Cerner and Epic are the top healthcare IT companies that offer EHR (electronic health record) software or healthcare software development services. Their EHR systems are the most recognized data integration solutions for healthcare.
To answer your question about the difference between them, let’s quickly go over Cerner Vs Epic pros and cons:
- Both EHRs (Epic and Cerner) need the help of healthcare compliance consultants to become HIPAA compliance solutions and meet regulatory needs.
- Epic provides EHR service to help you accomplish long-term IT goals
- Some users consider Epic to have a better UI design in healthcare than Cerner. However, Epic interoperability feature is relatively weaker than Cerner.
- Cerner is somewhat economical and offers better customer service than Epic.
- Users may find Epic interface more friendly than Cerner, but Cerner is a complete software with better reporting tools.
- In the comparison of Cerner, Epic integration is often criticized for not being up to mark.
- With Cerner HL7 integration and other built-in tools, data sharing from Cerner to other systems becomes easier.
What are HL7 messages examples, and what are they used for?

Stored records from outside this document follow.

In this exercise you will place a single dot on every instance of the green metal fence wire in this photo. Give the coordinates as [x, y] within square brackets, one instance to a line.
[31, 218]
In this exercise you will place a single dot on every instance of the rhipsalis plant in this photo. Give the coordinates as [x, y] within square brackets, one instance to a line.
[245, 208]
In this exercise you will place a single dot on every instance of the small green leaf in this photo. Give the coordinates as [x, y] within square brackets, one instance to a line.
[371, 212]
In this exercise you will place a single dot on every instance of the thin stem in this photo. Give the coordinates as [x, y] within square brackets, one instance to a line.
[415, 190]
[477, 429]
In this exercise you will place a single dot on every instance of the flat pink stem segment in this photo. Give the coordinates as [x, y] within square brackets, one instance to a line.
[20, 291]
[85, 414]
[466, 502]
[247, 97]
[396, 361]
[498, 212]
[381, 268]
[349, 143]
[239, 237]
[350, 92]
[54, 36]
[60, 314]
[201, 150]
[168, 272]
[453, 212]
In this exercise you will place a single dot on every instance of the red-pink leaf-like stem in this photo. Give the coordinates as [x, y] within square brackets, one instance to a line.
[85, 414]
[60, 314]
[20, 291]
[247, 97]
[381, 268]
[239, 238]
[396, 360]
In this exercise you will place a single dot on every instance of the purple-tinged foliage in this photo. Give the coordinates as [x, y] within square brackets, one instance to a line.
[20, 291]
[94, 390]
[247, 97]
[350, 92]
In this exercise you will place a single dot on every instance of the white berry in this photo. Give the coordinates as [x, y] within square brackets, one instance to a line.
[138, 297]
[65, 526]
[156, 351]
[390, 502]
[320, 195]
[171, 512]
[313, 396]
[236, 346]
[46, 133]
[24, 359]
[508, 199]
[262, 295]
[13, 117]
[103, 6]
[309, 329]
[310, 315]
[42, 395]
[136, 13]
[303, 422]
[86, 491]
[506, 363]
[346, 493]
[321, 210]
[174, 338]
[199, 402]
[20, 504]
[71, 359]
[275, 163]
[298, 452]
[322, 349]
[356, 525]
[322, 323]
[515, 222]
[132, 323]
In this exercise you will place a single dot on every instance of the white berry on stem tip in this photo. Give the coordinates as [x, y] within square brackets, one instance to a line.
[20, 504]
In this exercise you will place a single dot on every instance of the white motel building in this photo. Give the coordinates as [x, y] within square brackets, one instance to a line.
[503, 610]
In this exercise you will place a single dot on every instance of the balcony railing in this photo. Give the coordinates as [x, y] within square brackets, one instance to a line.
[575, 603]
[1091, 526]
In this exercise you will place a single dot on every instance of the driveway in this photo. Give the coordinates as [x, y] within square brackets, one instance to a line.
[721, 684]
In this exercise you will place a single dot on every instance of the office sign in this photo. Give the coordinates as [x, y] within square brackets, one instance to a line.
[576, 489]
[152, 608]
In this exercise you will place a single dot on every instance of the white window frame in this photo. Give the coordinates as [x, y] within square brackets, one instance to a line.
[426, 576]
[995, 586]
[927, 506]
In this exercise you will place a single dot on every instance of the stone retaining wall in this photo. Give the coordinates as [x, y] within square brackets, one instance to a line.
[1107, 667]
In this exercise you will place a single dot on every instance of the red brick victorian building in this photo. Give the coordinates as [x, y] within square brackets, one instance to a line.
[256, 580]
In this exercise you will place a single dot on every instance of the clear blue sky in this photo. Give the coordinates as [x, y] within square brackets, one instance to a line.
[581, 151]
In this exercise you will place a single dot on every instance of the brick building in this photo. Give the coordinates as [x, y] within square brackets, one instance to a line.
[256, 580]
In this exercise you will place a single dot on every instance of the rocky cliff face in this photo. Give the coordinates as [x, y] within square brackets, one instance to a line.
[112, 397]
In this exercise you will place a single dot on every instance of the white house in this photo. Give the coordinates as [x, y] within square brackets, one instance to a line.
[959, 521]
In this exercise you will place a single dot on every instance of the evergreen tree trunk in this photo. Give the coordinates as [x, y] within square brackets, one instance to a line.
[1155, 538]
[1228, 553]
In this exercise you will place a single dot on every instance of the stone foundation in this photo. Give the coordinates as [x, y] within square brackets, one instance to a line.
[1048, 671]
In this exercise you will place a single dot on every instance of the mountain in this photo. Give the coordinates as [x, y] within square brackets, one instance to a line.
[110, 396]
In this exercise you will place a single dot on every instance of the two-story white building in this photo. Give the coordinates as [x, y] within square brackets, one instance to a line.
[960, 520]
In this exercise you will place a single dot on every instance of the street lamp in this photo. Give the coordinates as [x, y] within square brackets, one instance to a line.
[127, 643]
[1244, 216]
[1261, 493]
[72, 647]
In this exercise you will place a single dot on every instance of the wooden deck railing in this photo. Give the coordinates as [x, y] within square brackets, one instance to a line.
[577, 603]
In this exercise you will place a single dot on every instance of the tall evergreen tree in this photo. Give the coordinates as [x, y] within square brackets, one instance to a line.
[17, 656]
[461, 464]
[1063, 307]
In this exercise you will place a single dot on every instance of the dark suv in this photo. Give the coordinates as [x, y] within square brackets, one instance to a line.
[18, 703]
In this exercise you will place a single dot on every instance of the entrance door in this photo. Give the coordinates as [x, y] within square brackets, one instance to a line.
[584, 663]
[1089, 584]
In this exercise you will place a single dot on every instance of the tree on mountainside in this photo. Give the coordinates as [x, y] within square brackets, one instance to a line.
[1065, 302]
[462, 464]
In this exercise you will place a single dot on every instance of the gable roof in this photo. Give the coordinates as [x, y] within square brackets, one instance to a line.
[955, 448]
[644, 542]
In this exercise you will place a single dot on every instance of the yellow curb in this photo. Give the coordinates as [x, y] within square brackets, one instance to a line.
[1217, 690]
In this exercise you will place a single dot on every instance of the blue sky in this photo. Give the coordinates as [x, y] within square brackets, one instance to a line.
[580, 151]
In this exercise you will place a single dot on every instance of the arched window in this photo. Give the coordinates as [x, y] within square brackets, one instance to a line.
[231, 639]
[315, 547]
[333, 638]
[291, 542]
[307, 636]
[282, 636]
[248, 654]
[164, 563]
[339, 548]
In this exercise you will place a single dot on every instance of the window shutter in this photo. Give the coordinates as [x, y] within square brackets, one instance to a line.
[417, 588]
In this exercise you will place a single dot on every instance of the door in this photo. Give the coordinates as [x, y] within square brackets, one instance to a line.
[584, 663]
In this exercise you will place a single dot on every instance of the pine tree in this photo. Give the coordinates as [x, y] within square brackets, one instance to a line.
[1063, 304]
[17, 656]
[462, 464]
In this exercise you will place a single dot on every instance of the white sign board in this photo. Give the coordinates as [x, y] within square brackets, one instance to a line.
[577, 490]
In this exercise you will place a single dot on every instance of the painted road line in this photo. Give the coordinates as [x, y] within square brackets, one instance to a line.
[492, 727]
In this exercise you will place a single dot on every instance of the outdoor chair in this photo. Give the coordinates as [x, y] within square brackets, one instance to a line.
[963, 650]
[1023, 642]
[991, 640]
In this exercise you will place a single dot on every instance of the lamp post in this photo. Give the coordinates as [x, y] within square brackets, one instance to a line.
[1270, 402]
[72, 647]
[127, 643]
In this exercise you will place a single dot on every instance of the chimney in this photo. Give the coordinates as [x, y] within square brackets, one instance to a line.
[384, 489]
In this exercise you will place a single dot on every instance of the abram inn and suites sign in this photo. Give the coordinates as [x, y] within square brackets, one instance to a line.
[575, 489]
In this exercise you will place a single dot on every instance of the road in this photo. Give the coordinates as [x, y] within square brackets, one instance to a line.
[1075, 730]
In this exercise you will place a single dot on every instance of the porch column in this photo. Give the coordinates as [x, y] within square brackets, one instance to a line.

HL7 messages are different types of data sharing structures associated with “a trigger event”. The trigger event can be defined as an event that occurs to a patient in a healthcare setting. For instance, a patient is admitted or discharged from a healthcare facility.
Some of the most common HL7 message formats include ADT (Admission, Discharge, and Transfer) and ACK (General Acknowledgment). Through HL7 integration, this data in the form of HL7 messages are shared with other healthcare providers or disparate health data systems.
How do I understand the difference between HL7 vs FHIR?
HL7 (Health Level Seven) and FHIR (Fast Healthcare Interoperability Resources) are international standards developed to achieve interoperability among disparate medical diagnostic software and EHR data integration systems. These standards are committed to improving data sharing as the volume of data collection grows. However, they have different applications in healthcare organizations.
HL7 V2 (version 2) standards allow hospitals and medical practices to communicate clinical and administrative data with other systems. On the other hand, FHIR standards are more promising in nature and support universal interoperability. They connect mobile devices, wearables, and applications to leverage information without being affected by internet ambiguity.
What are electronic health records?
Electronic health records (EHRs) are an essential documentation of our health. They follow us throughout our lives.
EHRs are stored in hospitals and consist of 10 components of medical records in a hospital. These components include identification information, patient medical and medication history, and more to help medical professionals understand a patient’s health and anything else that improves care outcomes.
Although there are many EHRs, the most promising ones are developed by the best healthcare mobile app development company, such as Allscripts professional EHR by Allscripts software development company or Epic EHR by Epic.